À l'avenir, le défi consistera à utiliser ces ressources efficacement pour obtenir des résultats durables. Pendant la période qui a suivi la révolution orange, les outils du Partenariat spécifique montré que c'était possible. La Commission OTAN-Ukraine et son ensemble de comités et d'outils programmatiques peuvent garantir une circulation fluide de l'information, assurer une gestion conjointe et maintenir le lien entre le dialogue politique et les travaux pratiques. Le rôle que la Représentation de l'OTAN en Ukraine est naturellement appelée à jouer, c'est d'harmoniser les travaux des différents acteurs – les programmes de l'OTAN, les Alliés et les institutions ukrainiennes –, ce processus étant la clé du succès. Le mécanisme des fonds d’affectation spéciale permet de faire en sorte que des projets pratiques bénéficient d'un soutien dans la durée – pour autant que les Alliés y consacrent une part suffisante de leurs budgets nationaux.
Parmi la multitude de projets pratiques, il s'agira de ne pas ignorer les niveaux politique et stratégique, ainsi que leurs liens avec les débats dans la société au sens large. La communication stratégique a un rôle important à jouer ; il en va de même des efforts visant à renforcer les liens entre les stratèges au sein de l'Alliance et en Ukraine, et à leur permettre de prendre part au dialogue sur les orientations et les réformes.
Enfin et surtout, l'Alliance doit garder à l'esprit que l'un des plus grands succès du Partenariat spécifique est d'avoir permis de créer des affinités sur le plan humain, affinités nées de la coopération à l'appui de valeurs communes. C'est dans le cadre du PPP et des opérations de l'OTAN que les forces armées ont le plus travaillé côte à côte au quotidien. Maintenant, que le centre de gravité des opérations ukrainiennes s'est déplacé dans l'est du pays – où des restrictions ont été imposées aux activités du personnel de l'OTAN et des pays de l'Alliance –, ces contacts réguliers risquent d'être moins fréquents.
Une autre menace pèse sur les liens ainsi créés : le ressentiment persistant dû à ce que l'Ukraine considère – à juste titre dans une certaine mesure – comme une première réponse inadéquate des Occidentaux à ses demandes d'assistance dans le domaine de la défense suite à l'invasion russe au début de l'année 2014. Ce ressentiment nuit à l'autorité morale et au capital politique dont jouit l'Alliance aux yeux des Ukrainiens, ce qui entrave les efforts déployés pour résoudre les problèmes.

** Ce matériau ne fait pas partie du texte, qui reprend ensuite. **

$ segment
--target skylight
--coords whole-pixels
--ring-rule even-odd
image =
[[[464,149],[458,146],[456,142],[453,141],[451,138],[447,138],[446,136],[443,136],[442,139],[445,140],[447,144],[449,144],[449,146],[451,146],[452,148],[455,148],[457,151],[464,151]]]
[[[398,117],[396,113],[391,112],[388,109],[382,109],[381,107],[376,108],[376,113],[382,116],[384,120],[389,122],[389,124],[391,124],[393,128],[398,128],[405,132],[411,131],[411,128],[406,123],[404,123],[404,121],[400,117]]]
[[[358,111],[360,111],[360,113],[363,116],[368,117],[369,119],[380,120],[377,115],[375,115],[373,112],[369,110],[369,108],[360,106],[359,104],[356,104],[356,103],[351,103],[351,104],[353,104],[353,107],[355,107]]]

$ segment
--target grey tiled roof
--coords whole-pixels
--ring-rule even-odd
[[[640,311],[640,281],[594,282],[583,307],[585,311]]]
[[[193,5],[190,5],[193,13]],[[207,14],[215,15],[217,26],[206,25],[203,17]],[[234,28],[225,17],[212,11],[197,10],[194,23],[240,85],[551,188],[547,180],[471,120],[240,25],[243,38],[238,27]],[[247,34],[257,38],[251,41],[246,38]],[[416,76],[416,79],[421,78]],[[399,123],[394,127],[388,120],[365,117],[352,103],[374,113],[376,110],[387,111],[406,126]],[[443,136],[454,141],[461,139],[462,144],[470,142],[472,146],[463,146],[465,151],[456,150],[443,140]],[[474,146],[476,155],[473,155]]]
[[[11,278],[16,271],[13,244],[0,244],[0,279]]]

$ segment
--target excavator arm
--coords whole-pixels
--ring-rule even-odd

Ce préjudice ne doit pas être pris à la légère : si rien ne change, il pourrait en résulter frustration, désillusion et désengagement. Mais la situation n'est pas irréversible, à condition que l'Alliance de façon collective (ou un nombre suffisant d'Alliés à titre individuel) reconnaisse qu'il y a eu un manquement et agisse avec plus de détermination afin de respecter son engagement à apporter son soutien à la souveraineté, à l'indépendance et à l'intégrité territoriale de l'Ukraine, comme l'énonce l'article 14 de la Charte OTAN-Ukraine.
Pour qu'il soit un minimum crédible, je pense que le soutien de l'OTAN doit comprendre, entre autres, la mise à disposition d'armes défensives, que l'Ukraine attend depuis longtemps (ainsi que l'entraînement et le soutien correspondants, et l'introduction de nouvelles méthodes opérationnelles). S'il avait pour but de supprimer les avantages sur lesquels la Russie s'appuyerait dans une guerre à plus grande échelle – dans des domaines tels que les blindés, la puissance aérienne, la guerre électronique et le renseignement stratégique –, ce soutien favoriserait la dissuasion et renforcerait la stabilité stratégique. La présence plus régulière de personnels de pays de l'Alliance en Ukraine et alentour (en dehors de la zone de combat) et une coopération opérationnelle accrue dans des domaines comme le contrôle de l'espace aérien, la défense aérienne et le soutien du pays hôte augmenteraient aussi sensiblement la dissuasion et renforceraient le capital politique dont jouissent les Alliés pour encourager les réformes dans le pays.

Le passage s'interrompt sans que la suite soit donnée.